Array.from(document.querySelectorAll('*')).map(el => [el, getComputedStyle(el).zIndex]).filter(v => !isNaN(parseInt(v[1]))).sort((a, b) => b[1] - a[1]).slice(0, 5)

Answer 1

This is a modified version of kennebec's/Pravens code which finds the highest z-index within a stacking context. This version also takes opacity into account.

If all you're looking for is to position an element on top of everything else in the page, simply call highZ(document.body) or just highZ(). It finds the highest z-index of the root stacking context which will do exactly that.

• Only non-statically positioned elements matter within a stacking context.
• Elements that are not positioned do not start a new stacking context. So their descendents may exist in the current stacking context. Hence the recursion.
• Also, if the z-index is 'auto', the element does not start a new stacking context, so you must recurse through its elements.

• elements with an opacity value less than 1 start a new stacking context.
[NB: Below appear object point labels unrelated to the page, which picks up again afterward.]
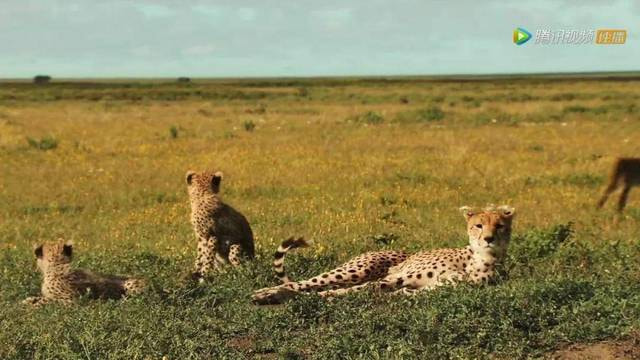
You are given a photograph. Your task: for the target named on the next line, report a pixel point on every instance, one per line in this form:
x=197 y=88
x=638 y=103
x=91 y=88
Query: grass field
x=354 y=165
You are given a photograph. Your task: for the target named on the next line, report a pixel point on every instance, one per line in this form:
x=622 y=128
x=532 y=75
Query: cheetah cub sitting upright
x=63 y=284
x=489 y=233
x=224 y=235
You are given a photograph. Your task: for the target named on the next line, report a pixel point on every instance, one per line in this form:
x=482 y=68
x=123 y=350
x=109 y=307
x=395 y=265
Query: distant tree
x=41 y=79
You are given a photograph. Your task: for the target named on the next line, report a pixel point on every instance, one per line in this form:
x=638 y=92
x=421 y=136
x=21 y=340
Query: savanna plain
x=353 y=165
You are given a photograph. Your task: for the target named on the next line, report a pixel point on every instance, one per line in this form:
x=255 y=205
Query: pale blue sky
x=167 y=38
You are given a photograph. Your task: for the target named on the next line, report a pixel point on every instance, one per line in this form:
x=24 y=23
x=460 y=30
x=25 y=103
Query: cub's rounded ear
x=189 y=176
x=215 y=181
x=38 y=251
x=467 y=212
x=506 y=211
x=67 y=248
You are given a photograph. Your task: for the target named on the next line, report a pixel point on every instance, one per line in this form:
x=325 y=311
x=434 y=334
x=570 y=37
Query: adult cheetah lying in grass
x=224 y=235
x=62 y=284
x=489 y=233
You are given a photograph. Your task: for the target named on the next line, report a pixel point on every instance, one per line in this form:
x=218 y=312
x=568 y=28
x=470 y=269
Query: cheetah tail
x=278 y=261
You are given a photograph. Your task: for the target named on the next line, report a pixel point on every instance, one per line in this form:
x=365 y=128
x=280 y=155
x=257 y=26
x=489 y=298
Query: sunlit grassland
x=352 y=165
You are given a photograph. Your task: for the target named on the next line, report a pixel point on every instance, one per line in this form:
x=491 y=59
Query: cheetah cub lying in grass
x=224 y=235
x=63 y=284
x=489 y=233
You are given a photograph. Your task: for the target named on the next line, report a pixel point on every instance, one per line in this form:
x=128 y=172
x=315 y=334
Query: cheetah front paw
x=32 y=301
x=273 y=295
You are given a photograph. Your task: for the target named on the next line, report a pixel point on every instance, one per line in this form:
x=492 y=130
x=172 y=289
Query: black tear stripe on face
x=67 y=250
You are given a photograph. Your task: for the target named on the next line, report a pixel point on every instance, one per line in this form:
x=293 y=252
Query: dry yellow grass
x=336 y=162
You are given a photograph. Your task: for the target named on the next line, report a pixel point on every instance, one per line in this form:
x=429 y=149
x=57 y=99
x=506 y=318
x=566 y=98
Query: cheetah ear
x=506 y=211
x=215 y=181
x=67 y=248
x=37 y=250
x=467 y=212
x=189 y=176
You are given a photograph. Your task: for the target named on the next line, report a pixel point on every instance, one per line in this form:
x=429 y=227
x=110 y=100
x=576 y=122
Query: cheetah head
x=489 y=229
x=56 y=255
x=202 y=183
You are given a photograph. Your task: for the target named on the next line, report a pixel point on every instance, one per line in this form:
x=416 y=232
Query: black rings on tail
x=278 y=258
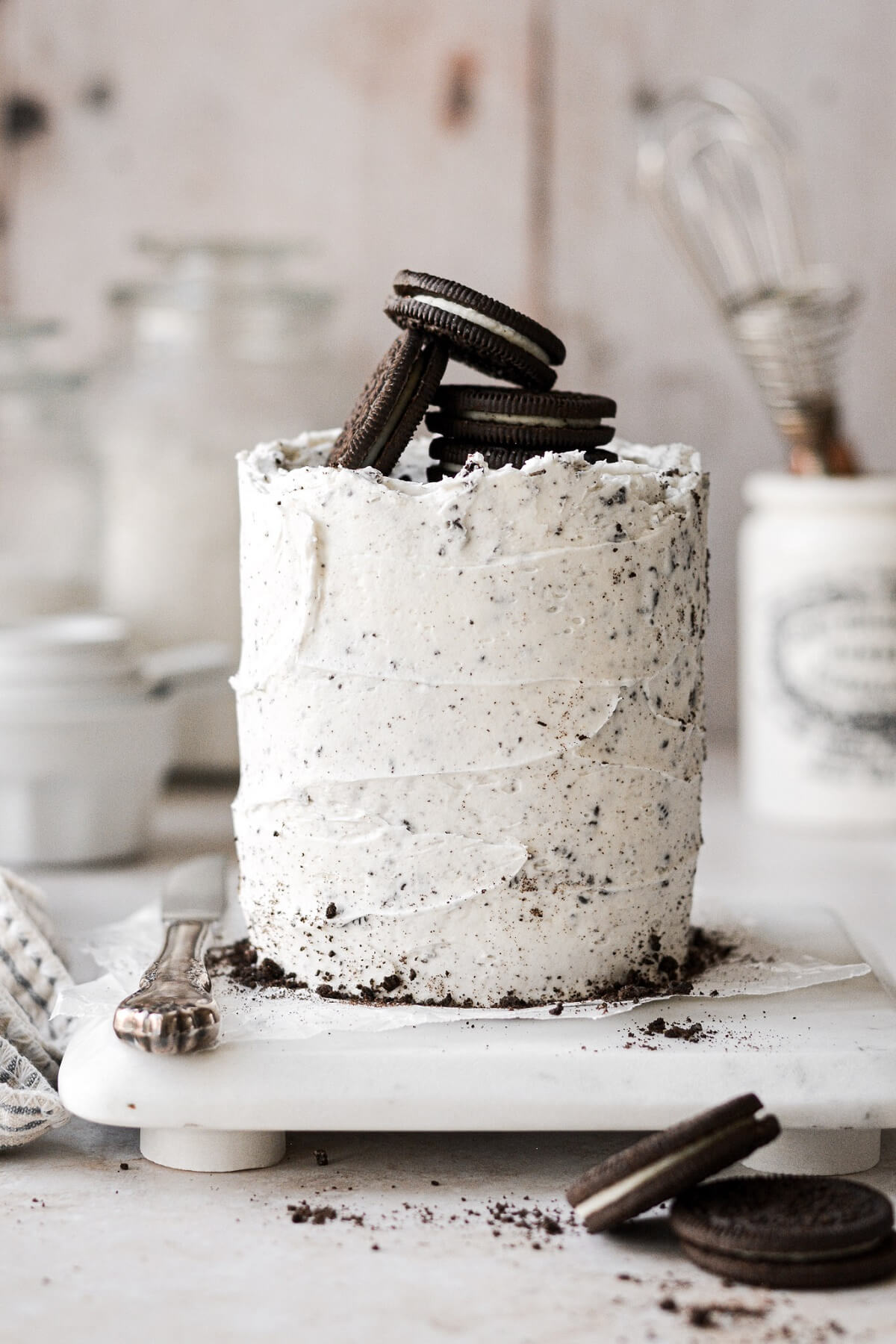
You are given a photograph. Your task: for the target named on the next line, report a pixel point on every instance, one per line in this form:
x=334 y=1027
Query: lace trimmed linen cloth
x=31 y=1045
If an element with opacity less than 1 is not positioned, implementations must paint the layer it creates, within its parent stacking context, at the same stacking order that would be used if it were a positioned element with ‘z-index: 0’ and ‘opacity: 1’. If an element with opacity less than 1 is positioned, the ‘z-index’ property applies as described in [CSS21], except that ‘auto’ is treated as ‘0’ since a new stacking context is always created.
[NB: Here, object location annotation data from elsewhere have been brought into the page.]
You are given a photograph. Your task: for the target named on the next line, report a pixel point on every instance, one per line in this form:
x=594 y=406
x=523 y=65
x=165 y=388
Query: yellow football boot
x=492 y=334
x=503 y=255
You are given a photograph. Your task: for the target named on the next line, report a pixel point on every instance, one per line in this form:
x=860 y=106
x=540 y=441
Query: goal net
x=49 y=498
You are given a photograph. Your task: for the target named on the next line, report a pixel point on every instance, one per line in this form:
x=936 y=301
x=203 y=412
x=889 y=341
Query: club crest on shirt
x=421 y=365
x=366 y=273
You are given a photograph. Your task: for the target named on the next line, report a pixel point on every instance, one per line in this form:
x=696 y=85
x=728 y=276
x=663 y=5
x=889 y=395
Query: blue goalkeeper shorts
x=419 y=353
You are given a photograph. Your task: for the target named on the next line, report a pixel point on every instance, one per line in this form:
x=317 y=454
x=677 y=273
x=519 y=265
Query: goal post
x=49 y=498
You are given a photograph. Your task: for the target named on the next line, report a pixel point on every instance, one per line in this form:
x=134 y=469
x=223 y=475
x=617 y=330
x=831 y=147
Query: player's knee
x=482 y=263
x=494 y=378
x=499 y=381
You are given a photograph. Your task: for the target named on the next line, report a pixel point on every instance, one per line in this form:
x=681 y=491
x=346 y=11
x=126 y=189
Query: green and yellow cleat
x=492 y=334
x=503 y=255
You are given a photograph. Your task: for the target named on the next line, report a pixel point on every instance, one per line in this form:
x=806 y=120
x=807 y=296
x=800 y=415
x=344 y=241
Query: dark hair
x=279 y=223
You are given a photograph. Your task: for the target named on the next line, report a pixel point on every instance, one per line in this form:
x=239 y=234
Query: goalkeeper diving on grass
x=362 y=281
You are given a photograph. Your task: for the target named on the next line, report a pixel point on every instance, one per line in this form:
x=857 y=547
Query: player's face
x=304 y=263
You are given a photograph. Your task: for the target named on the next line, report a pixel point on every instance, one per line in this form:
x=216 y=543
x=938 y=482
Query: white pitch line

  function highZ(parent, limit){
      limit = limit || Infinity;
      parent = parent || document.body;
      var who, temp, max= 1, opacity, i= 0;
      var children = parent.childNodes, length = children.length;
      while(i<length){
          who = children[i++];
          if (who.nodeType != 1) continue; // element nodes only
          opacity = deepCss(who,"opacity");
          if (deepCss(who,"position") !== "static") {
              temp = deepCss(who,"z-index");
              if (temp == "auto") { // positioned and z-index is auto, a new stacking context for opacity < 0. Further When zindex is auto ,it shall be treated as zindex = 0 within stacking context.
                  (opacity < 1)? temp=0:temp = highZ(who);
              } else {
                  temp = parseInt(temp, 10) || 0;
              }
          } else { // non-positioned element, a new stacking context for opacity < 1 and zindex shall be treated as if 0
              (opacity < 1)? temp=0:temp = highZ(who);
          }
          if (temp > max && temp <= limit) max = temp;                
      }
      return max;
  }
  
  function deepCss(who, css) {
      var sty, val, dv= document.defaultView || window;
      if (who.nodeType == 1) {
          sty = css.replace(/\-([a-z])/g, function(a, b){
              return b.toUpperCase();
          });
          val = who.style[sty];
          if (!val) {
              if(who.currentStyle) val= who.currentStyle[sty];
              else if (dv.getComputedStyle) {
                  val= dv.getComputedStyle(who,"").getPropertyValue(css);
              }
          }
      }
      return val || "";
  }
  

Answer 2

You only need sibling elements to find the highest z-index, so start with a parent element or the body.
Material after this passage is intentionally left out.